Germany: Merkel’s bewildering meeting with Trump
German Chancellor Angela Merkel shone in her meeting with President Trump last week, said Franz Josef Wagner in Bild (Germany). Not that the White House visit can be called a success—during the photo op following their summit, the two clearly had no rapport. “Never have I seen two people more alien or estranged.” They didn’t appear to interact at all. Trump was simply rude, refusing eye contact and staring into his lap like a sulky child. When a reporter called for a handshake, Merkel asked quietly, “Do you want to have a handshake?” Trump ignored her. Merkel sat back stoically, a tiny, sardonic smile on her face. “The whole world praised the chancellor for her statesmanlike manner.” She was “ironic and cool,” yet without sneering. Score one for Merkel.

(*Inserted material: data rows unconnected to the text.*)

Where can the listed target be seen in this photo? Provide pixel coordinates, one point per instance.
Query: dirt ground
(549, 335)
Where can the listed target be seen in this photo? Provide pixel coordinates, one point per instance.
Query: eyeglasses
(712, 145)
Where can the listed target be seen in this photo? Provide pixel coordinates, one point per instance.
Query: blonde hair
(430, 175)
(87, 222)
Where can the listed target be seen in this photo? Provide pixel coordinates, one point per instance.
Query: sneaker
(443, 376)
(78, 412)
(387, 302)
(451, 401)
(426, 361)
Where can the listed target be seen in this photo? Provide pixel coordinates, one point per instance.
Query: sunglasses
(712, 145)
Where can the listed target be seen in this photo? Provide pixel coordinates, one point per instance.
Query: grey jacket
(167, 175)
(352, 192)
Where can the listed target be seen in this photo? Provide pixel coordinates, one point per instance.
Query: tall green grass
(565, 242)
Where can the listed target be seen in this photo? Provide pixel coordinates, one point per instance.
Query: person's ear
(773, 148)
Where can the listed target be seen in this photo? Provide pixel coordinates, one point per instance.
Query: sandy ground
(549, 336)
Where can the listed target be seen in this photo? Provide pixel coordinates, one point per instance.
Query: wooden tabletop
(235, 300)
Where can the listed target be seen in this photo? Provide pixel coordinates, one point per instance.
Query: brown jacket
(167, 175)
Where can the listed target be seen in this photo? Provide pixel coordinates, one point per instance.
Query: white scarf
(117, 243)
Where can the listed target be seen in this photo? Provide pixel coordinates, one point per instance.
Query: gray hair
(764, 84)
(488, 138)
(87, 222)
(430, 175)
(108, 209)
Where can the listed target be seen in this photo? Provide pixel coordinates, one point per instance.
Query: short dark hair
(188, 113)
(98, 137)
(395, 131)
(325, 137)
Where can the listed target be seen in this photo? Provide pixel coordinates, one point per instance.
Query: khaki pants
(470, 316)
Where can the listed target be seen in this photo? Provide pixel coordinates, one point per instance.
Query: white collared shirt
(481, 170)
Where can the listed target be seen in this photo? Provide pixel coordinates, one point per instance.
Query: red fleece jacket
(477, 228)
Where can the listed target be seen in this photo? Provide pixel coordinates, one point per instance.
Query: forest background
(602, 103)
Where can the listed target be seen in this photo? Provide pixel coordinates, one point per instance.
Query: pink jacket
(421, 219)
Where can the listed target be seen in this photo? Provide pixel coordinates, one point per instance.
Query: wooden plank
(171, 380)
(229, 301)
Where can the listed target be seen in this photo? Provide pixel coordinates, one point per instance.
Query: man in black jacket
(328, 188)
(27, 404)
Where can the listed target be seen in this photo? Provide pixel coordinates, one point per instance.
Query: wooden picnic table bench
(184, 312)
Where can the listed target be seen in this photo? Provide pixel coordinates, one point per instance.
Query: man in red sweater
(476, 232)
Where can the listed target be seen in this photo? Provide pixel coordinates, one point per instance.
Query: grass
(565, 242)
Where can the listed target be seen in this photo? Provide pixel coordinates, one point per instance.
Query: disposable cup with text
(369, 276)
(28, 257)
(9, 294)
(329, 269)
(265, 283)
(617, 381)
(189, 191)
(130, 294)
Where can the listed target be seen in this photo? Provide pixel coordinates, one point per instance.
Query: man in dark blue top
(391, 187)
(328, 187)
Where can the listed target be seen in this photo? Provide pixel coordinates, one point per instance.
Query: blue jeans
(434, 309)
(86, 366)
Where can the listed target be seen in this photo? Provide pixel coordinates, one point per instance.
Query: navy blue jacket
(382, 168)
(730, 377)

Trump was unprepared for forthright questioning from German reporters, said Felix Haas in Stern (Germany). Kristina Dunz of Deutsche Presse-Agentur asked the president why he labeled media reports “fake news” when he himself routinely “asserted things that cannot be proven.” A flustered Trump sarcastically called Dunz a “nice, friendly reporter.” The U.S. and German press praised Dunz for her toughness, but she said she was simply asking the questions that her U.S. colleagues couldn’t. In Germany, the reporters choose among themselves who will ask questions, while in the U.S., the president decides—and Trump favors friendly media. Merkel also seemed to upset Trump, said Matthew Norman in Independent.co.uk. It was more than just his obvious “deep-rooted phobia of mature women.” His body language with Merkel was that of humiliation, suggesting that, on some level, he “appreciates how desperately out of his depth in such company he is.” She is a scientist with a Ph.D., pragmatic and self-contained—the opposite of the incurious and uncontrolled Trump.
Merkel seemed “gloomily fascinated” by his ignorance and willful duplicity, said Julian Reichelt in Bild. Trump used their press conference to repeat the false allegation that he had been wiretapped by President Obama, and joked to the chancellor—whose phones were tapped by the U.S.’s National Security Agency under the previous administration—that “at least we have something in common.” She looked stunned at the comment. Almost everything else Trump said was “somewhere between false, untrue, and a lie.” He claimed that German trade negotiators were doing a better job than their American opposites. In fact, negotiators from the European Union, not Germany, are now discussing a trade pact with America. Then he accused Germany of owing “vast sums” to the U.S. for NATO, when in fact there are no NATO dues. Each member nation has pledged to spend at least 2 percent of its gross domestic product on national defense by 2024, and Germany, while it spends only 1.2 percent today, is on track to hit that target. Merkel is now grimly aware how “the most powerful man in the world has declared war on the concept of facts.”